Teamwork is important, Trombino said. “Debi and I have a good partnership,” he said. “Transportation and economic development go together.”
Iowa has many businesses with markets far beyond the Midwest. “We are a producer state,” Trombino said. “We now have record exports of around $18 billion a year. Our gross state product is $165 billion. We don’t consume it all here, which means we have to move it. Typically, 6 to 10 percent of product manufacturing costs are related to transportation, and that rises to 20 to 25 percent for commodities.”
Iowa does not have an ocean port, but it does have a rare combination of other shipping options.
“There are not a lot of states that have major highways and railroads and two major rivers like we do,” Trombino said. “We can’t move the state, but we have great highways. We can get to the coasts in 72 hours or less.”
Trombino supports improvements to the locks and dams on the Mississippi River, and he pushed for the designation of the waterway as M35, a marine highway.

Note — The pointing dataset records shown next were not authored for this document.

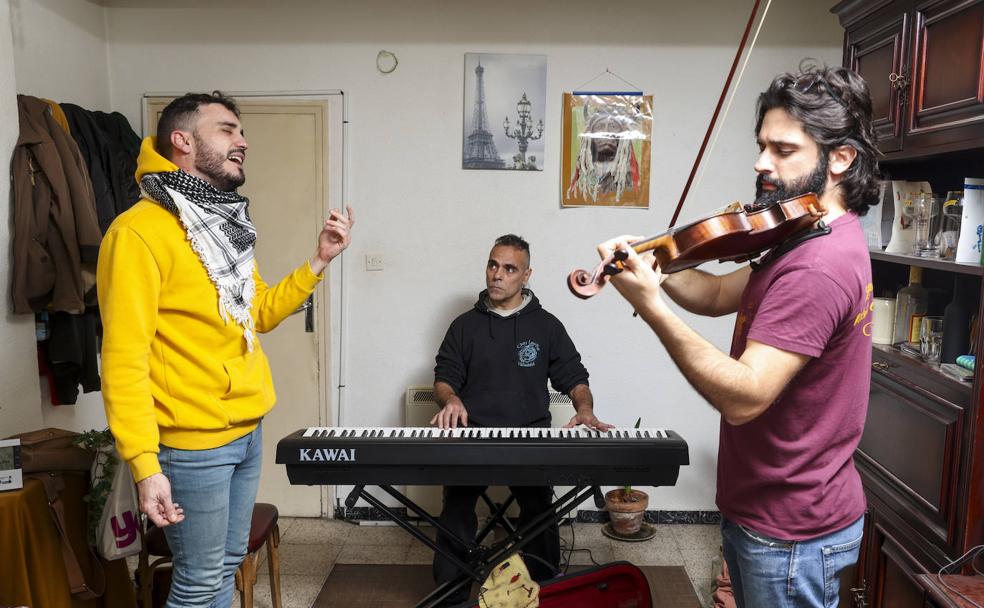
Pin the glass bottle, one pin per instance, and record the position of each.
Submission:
(910, 307)
(956, 319)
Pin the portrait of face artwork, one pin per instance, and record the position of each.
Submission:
(606, 147)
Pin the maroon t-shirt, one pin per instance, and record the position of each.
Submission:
(790, 472)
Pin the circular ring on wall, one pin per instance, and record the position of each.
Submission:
(386, 62)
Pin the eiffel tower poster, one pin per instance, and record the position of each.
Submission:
(505, 97)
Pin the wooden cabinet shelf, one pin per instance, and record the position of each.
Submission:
(891, 358)
(934, 263)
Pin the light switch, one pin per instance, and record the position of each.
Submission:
(374, 261)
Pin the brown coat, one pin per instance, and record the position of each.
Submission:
(56, 233)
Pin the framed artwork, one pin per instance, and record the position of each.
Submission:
(505, 97)
(606, 150)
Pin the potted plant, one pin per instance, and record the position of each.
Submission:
(626, 508)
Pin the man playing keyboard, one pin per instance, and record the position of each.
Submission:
(492, 371)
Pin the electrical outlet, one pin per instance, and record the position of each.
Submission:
(374, 261)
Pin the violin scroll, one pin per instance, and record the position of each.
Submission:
(584, 284)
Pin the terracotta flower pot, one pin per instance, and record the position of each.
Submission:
(626, 512)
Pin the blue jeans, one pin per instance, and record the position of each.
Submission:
(217, 489)
(779, 573)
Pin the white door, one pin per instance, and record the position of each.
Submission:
(287, 184)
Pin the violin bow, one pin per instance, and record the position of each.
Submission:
(584, 284)
(720, 103)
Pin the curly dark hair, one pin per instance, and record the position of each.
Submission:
(512, 240)
(180, 115)
(834, 106)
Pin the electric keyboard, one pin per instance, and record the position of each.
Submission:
(482, 456)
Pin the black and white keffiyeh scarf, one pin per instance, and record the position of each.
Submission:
(220, 232)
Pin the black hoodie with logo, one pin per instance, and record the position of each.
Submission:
(499, 366)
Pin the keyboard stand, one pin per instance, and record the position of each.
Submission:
(479, 559)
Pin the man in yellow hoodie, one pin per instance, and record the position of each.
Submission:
(185, 380)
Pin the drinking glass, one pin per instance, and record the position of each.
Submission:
(951, 214)
(926, 216)
(931, 339)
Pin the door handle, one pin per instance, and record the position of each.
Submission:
(898, 81)
(308, 308)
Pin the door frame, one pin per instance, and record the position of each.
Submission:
(331, 389)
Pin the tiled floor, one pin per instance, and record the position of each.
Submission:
(311, 547)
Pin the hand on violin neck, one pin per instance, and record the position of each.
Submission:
(639, 281)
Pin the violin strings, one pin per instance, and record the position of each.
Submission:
(734, 92)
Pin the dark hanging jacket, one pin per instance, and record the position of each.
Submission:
(110, 149)
(56, 233)
(499, 366)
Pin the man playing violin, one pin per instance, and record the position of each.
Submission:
(793, 393)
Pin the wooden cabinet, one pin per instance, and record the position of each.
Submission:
(922, 60)
(921, 457)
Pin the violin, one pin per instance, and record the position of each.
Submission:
(734, 233)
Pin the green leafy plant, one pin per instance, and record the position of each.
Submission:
(100, 485)
(627, 490)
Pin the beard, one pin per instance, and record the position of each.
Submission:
(209, 162)
(815, 182)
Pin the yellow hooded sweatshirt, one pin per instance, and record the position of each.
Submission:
(173, 372)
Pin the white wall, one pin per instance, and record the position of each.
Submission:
(20, 400)
(434, 222)
(60, 53)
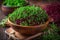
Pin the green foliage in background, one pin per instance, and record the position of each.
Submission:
(14, 3)
(30, 13)
(51, 34)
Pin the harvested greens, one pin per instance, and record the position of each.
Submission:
(53, 10)
(14, 3)
(29, 16)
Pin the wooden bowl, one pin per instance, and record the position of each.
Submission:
(29, 30)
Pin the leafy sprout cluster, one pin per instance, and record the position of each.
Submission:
(29, 15)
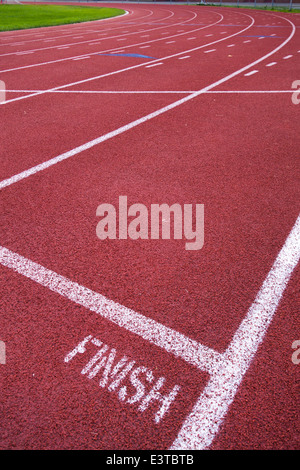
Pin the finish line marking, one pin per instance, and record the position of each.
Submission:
(227, 370)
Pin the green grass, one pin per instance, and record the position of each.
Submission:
(257, 7)
(14, 17)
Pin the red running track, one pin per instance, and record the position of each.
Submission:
(142, 344)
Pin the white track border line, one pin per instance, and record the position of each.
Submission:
(112, 37)
(117, 48)
(136, 92)
(203, 424)
(148, 63)
(227, 370)
(156, 333)
(131, 125)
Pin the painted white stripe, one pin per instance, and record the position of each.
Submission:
(82, 58)
(120, 130)
(112, 37)
(110, 50)
(156, 333)
(202, 425)
(250, 73)
(154, 65)
(154, 91)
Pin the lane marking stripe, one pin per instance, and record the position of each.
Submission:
(120, 130)
(202, 425)
(170, 340)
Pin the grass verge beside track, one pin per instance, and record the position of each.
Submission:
(249, 7)
(14, 17)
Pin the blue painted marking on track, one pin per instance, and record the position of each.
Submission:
(140, 56)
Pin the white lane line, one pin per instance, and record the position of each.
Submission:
(156, 333)
(203, 423)
(250, 73)
(24, 53)
(82, 58)
(113, 37)
(131, 125)
(154, 65)
(185, 92)
(111, 50)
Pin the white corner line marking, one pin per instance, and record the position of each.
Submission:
(156, 333)
(203, 423)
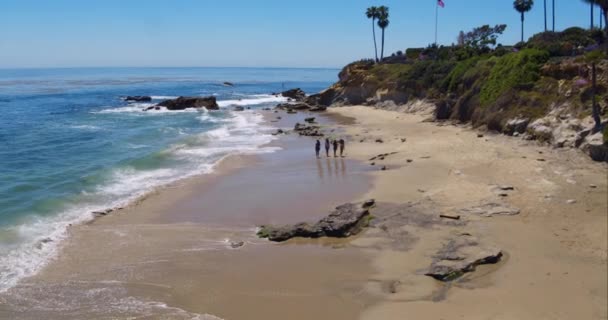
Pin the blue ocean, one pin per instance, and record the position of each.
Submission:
(70, 145)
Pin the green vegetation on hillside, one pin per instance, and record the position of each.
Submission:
(484, 82)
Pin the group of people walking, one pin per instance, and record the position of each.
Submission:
(328, 144)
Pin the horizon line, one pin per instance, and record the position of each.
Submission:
(161, 67)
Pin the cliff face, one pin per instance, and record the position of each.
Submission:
(525, 93)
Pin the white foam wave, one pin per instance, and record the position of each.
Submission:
(140, 108)
(86, 127)
(241, 133)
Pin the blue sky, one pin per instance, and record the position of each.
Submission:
(269, 33)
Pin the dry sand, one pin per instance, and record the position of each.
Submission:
(169, 257)
(555, 265)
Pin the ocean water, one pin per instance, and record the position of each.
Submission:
(70, 145)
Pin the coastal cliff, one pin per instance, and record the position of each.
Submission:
(541, 90)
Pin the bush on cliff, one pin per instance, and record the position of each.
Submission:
(518, 70)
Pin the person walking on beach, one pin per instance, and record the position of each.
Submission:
(335, 148)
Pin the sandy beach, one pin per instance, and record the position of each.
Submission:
(177, 254)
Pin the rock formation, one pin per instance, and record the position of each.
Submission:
(347, 220)
(138, 98)
(296, 94)
(460, 255)
(182, 103)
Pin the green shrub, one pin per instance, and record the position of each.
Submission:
(513, 71)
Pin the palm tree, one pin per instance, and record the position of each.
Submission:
(553, 13)
(523, 6)
(545, 11)
(593, 58)
(603, 4)
(372, 13)
(383, 24)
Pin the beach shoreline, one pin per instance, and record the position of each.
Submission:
(174, 219)
(166, 250)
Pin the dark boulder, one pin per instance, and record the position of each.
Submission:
(461, 254)
(324, 98)
(293, 106)
(317, 109)
(182, 103)
(138, 98)
(296, 94)
(309, 130)
(347, 220)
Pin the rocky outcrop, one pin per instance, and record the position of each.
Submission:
(182, 103)
(460, 255)
(346, 220)
(293, 106)
(309, 130)
(138, 98)
(516, 126)
(596, 147)
(296, 94)
(491, 208)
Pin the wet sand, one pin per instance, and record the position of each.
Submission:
(169, 256)
(555, 264)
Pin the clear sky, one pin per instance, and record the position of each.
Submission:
(309, 33)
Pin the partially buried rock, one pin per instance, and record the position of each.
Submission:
(236, 244)
(182, 103)
(346, 220)
(492, 209)
(138, 98)
(460, 255)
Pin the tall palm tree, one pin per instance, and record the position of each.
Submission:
(523, 6)
(603, 4)
(591, 4)
(553, 13)
(545, 11)
(383, 24)
(593, 58)
(372, 13)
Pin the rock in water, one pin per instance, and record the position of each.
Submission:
(182, 103)
(347, 220)
(296, 94)
(138, 98)
(461, 255)
(293, 106)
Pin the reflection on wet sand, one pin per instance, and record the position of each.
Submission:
(338, 168)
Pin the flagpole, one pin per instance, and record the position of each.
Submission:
(436, 19)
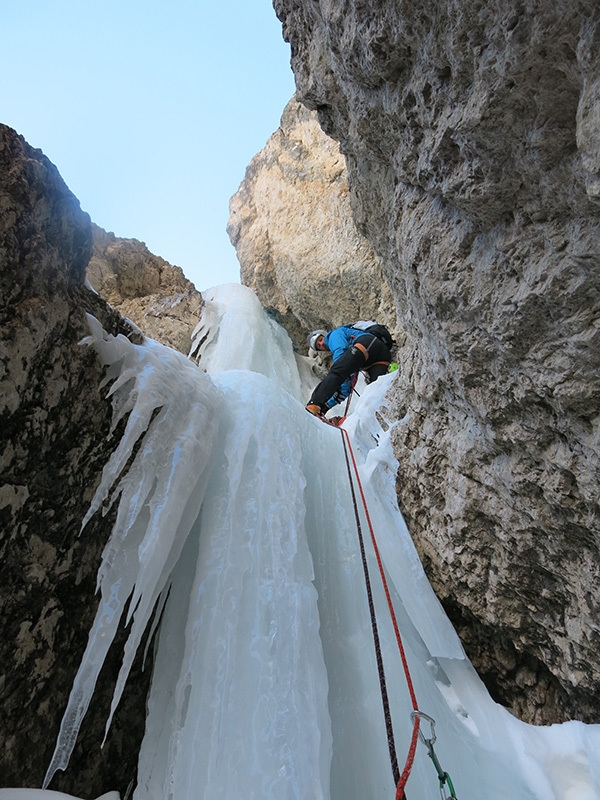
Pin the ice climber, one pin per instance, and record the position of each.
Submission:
(364, 346)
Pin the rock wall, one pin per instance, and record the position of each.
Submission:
(471, 131)
(296, 241)
(145, 288)
(54, 423)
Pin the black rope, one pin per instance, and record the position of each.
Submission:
(382, 684)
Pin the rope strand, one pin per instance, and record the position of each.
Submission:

“It puts you on the map and opens you up to federal grants,” he said. “We need modern infrastructure for modern agriculture and modern manufacturing.”
It’s not just about a wider highway, and the jobs that go with building them.
Durham noted that the passage of the 10 cents per gallon increase in the gasoline tax will mean in the neighborhood of $200 million more a year for transportation.
“But even though they raised the gas tax and we will have more revenue, we’re going to spend that revenue so much more wisely” with the new information, Durham said. “Legislators should feel good about that.”
Durham said the most important upshot is the potential for improved shipping in Iowa.
“This is game-changing for economic development.”